アーカイブズ研修Ⅲで講義を行う加藤館長(平成29年9月)

 3年ほど前、初めてアメリカの国立公文書記録管理院(NARA)のフェリエロ院長にお目にかかった折、頂戴した名刺に“Archivist of the United States”とありましたが、フェリエロさんはアメリカにおけるアーキビストという専門家集団の「総帥」というわけです。
 これを見て「なるほど、アメリカではアーキビストの専門家としての立場が明確になっているのだな」と羨ましく思ったのですが、わが国ではアーキビストという言葉そのものが一般には馴染みがうすく、アメリカのように「その道の専門家」として認められるまでになっていないのが現状でしょう。
 昨今わが国ではさまざまな場で公文書の在り方が問題になり、それに関連して公文書管理に携わるアーキビストの存在が注目されるようになりましたが、図書館における司書や博物館・美術館における学芸員のように、その仕事の専門性が一般に認められていないために、アーキビストを志望する人も少なく、現にその仕事に就いている人たちの処遇も必ずしも安定しているとは言えません。
 私のところにも「アーキビストってどんな仕事をするの?」とか「アーキビストになるにはどんなことを学ぶ必要があるの?」という問い合わせがあるのですが、わが国で公文書の管理を充実させるには、先ずアーキビストの専門家としての立場を明確にして、その育成に積極的に取り組む必要があります。
 そのようなことで、国立公文書館では平成26年度からその課題解決に向けた取り組みを続けてきたのですが、このほどそれを「アーキビストの職務基準書」という形で取りまとめました。 
 ここには、アーキビストはどのような仕事をするか(職務)、それをこなすにはどのような能力が必要か(遂行要件)という仕事の専門性が個別に分かり易く記述されており、アーキビストの教育や採用、配置の資料として使えるようになっています。
 この基準書は、これから全国の大学や公文書館などの関係機関に展開し、実際にアーキビストの採用・配置・育成に役立つかどうかを検証していただくことにしていますが、これが「役に立つ」ことを確かめた上で、将来はアーキビストの公的資格制度の制定にも結び付けたいと考えています。
 そして私はこの機会に、この基準書をこれからアーキビストに挑戦しようという人たちはもちろんのこと、現に公文書管理の仕事に携わっている人たちにもぜひ読んでいただきたいと思っています。
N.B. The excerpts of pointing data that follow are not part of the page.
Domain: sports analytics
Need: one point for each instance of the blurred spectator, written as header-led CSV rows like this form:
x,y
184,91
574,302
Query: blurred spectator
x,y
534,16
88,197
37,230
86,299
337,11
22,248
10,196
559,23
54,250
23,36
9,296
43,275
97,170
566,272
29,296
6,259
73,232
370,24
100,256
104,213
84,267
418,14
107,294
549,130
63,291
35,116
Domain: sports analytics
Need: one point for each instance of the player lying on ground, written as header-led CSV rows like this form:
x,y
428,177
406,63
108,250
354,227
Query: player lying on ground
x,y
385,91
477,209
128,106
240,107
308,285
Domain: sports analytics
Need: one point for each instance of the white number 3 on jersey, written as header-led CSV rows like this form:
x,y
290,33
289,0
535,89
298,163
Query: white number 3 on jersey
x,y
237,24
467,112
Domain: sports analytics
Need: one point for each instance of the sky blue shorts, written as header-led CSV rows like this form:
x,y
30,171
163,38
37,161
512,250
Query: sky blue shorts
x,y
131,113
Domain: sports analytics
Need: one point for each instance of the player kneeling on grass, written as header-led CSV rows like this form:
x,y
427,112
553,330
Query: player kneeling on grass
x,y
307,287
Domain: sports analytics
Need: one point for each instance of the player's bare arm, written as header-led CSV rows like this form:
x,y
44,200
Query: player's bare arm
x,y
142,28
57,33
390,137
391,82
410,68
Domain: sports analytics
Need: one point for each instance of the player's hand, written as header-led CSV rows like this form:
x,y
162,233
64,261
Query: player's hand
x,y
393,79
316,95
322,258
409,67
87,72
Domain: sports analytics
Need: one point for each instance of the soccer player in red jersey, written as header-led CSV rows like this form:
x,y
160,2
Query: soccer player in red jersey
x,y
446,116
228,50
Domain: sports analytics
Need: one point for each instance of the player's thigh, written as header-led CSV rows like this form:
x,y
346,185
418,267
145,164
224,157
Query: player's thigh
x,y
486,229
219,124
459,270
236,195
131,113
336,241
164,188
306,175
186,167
現在公文書管理に従事している人はこれを読むことによって改めてアーキビストの仕事の幅と深さを認識できるし、それによって専門家としてのレベルアップの目標をつかむことができるに違いありません。
 これはわが国としては初めての試みですが、職務基準書が策定の目的を果たすことができるよう皆さんの積極的な参画を期待しています。